In recent years, some important steps have been taken to improve access
to existing treatments in the developing world by increasing generic
competition. Yet there continues to be a tension between promoting
access to lifesaving medicines as a human right and maintaining a global
trade regime that seeks to finance health R&D by allowing monopolies to
charge high prices [2].
There is a growing demand from many quarters for a new international
policy framework [3]. A new international treaty on essential health R&D
could provide a binding framework to redirect today's knowledge and
scientific expertise to priority health needs. The treaty could help to
cement new political commitments and coordinate complementary
partnerships aimed at generating and rewarding health innovation as a
global public good.
The Patent System: An Unhealthy Motive for Medical Innovation?
Until recently, providing patent protection for pharmaceuticals was a
choice made by individual governments according to their level of
industrial development. Today, pharmaceutical patents are globalized
through the World Trade Organization's Agreement on Trade-Related
Aspects of Intellectual Property Rights (TRIPS Agreement) [4], and then
further reinforced through bilateral and regional arrangements (the
so-called TRIPS-Plus agreements [5]). But the patent system stimulates
innovation only where industry sees the opportunity for increasing sales
and market share; much of the resulting innovation is in fact
imitation, producing me-too drugs that offer little, if anything, in
the way of therapeutic benefit over existing drugs (Box 1).

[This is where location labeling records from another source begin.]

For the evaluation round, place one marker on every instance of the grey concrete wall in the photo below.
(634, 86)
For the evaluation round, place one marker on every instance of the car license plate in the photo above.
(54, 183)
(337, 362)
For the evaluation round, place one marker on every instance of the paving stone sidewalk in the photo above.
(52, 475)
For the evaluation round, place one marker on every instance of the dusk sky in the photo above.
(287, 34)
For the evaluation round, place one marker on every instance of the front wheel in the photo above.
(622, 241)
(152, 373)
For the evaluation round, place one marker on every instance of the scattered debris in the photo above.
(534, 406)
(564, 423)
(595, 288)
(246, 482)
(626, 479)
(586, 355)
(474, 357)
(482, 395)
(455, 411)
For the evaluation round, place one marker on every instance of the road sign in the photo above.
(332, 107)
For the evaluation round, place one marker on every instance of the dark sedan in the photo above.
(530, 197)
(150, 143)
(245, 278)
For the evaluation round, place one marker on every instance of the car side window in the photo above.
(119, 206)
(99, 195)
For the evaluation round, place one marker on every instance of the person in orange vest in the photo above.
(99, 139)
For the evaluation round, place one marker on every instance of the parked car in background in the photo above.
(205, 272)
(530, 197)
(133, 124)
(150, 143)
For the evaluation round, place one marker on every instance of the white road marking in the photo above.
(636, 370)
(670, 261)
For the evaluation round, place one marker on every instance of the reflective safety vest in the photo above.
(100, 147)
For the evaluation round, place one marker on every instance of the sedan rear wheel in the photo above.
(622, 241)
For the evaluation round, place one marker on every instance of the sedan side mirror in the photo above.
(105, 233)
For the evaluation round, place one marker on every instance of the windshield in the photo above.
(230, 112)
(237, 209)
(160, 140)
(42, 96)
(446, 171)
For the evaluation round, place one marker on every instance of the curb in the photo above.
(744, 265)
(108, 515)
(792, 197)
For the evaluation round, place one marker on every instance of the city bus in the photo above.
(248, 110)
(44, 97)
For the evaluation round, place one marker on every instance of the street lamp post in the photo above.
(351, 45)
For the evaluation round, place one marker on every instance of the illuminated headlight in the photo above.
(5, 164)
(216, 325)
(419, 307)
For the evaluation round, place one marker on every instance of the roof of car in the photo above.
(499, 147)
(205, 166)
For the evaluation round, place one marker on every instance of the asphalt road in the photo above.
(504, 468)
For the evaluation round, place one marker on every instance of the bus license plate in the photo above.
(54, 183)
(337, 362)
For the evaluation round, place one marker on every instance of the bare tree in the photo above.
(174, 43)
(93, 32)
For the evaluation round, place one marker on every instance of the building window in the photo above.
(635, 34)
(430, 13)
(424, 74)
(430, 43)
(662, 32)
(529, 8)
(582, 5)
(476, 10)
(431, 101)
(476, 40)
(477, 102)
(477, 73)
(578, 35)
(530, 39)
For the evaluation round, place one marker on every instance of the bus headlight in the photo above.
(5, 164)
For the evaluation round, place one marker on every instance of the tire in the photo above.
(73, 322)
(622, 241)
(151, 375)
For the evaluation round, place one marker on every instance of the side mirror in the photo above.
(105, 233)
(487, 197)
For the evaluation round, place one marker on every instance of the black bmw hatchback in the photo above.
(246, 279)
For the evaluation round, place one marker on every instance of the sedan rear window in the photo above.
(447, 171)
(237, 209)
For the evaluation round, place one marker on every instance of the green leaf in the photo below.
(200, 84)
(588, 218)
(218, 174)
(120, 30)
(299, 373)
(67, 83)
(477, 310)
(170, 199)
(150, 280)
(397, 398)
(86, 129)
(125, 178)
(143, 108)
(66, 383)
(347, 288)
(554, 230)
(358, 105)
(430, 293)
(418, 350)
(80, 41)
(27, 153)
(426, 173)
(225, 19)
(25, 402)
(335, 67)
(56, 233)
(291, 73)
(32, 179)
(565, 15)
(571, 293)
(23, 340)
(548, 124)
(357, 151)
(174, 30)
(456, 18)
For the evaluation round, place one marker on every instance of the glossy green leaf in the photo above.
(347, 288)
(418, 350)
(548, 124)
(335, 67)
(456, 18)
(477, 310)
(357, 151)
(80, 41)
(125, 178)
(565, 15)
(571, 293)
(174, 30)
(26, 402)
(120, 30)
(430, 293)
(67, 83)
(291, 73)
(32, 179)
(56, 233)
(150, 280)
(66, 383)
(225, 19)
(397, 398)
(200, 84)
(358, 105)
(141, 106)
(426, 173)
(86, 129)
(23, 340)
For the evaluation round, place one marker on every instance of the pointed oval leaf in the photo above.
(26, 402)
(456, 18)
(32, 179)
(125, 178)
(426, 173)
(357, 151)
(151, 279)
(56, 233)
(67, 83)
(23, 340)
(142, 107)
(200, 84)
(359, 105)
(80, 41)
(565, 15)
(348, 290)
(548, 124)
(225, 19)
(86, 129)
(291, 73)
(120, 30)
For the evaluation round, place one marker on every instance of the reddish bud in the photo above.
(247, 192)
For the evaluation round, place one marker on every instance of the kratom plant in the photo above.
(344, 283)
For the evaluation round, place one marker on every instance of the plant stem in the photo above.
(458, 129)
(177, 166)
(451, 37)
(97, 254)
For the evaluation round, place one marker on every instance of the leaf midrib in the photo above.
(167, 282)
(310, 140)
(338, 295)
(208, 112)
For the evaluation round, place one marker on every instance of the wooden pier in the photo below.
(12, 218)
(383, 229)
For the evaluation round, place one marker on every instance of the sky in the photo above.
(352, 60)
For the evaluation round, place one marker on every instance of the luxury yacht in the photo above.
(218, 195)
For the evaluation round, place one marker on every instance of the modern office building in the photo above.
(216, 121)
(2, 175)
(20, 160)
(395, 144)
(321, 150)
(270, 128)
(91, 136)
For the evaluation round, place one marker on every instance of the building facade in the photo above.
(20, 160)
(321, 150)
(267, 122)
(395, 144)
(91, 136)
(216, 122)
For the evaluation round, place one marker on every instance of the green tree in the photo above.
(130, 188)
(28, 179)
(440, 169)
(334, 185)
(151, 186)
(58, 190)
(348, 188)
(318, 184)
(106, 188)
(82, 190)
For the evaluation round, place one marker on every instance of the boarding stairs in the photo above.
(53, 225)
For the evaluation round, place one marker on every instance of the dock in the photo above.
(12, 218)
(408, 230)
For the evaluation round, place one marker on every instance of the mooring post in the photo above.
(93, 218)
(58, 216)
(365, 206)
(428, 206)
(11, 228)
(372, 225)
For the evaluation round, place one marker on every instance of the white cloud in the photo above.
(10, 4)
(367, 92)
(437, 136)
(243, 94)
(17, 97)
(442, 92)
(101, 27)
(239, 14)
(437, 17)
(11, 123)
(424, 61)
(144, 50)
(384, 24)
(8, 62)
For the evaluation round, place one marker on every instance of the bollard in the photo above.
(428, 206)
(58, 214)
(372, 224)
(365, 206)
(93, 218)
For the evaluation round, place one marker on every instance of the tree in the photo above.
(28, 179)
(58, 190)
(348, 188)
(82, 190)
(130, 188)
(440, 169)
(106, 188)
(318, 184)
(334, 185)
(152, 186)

The poorest are hardest hit. While R&D of new therapies against tropical
diseases has ground to a standstill, 14 million people die from
infectious diseases each year, predominantly in developing countries
[1]. Most of the world's 40 million people with HIV/AIDS, including 2.2
million children under 15, live in the developing world
(www.unaids.org). The poor also dominate non-communicable disease
tables, accounting for 59% of the 56.5 million annual global deaths [6].
The patent system is also promoting new inequalities in high-income
countries. Americans now spend a staggering $200 billion a year on
prescription drugs. This figure is growing at a rate of about 12% per
year [7]. The average price of the fifty drugs most used by senior
citizens in America was nearly $1,500 for a year's supply in 2002.
Prescription drugs have become inaccessible even to many people in the
rich world.
Patents, with their focus on maximizing profits, have at least three
negative consequences. First, it has been argued that the patent system
causes substantial welfare losses because consumers who would buy the
product if it were priced at somewhere nearer production cost do not buy
it at the monopoly price [8]. Second, the system encourages
counterfeitingcounterfeit drugs may represent up to 10% of the global
market for pharmaceuticals [9]. Third, patented drugs are promoted
through excessive marketingon average, twice as much is spent on
marketing a drug as on its R&D [10]. Across industries, it is becoming
increasingly apparent that the patent system isn't working well [11],
leading some in industry to express public concern that the blockbuster
business model is irreparably broken [12]. A new approach is needed,
for all our sakes.
Prescriptions for an Innovative Approach: A New Treaty for Essential
Health R&D
The only major international policy instrument that exists today to
stimulate and finance health R&D is the TRIPS Agreement [4]. The TRIPS
Agreement provides 20 years of patent protection on pharmaceuticals in
the hope of stimulating the development of new medicines. Beyond that,
governments try to stimulate R&D in neglected areas by providing
industry with incentives such as tax breaks and patent extensions.
However, the effectiveness of these policies is hardly known.
In 2001, the Doha Declaration on TRIPS and Public Health affirmed the
sovereign right of WTO members to take measures to protect public health
by overcoming patents whenever needed [4]. The last few years have seen
increased attention to the fact that patents keep drug costs high and
limit access to medicines. However, there has been no movement in
international policy to address the crisis in pharmaceutical innovation.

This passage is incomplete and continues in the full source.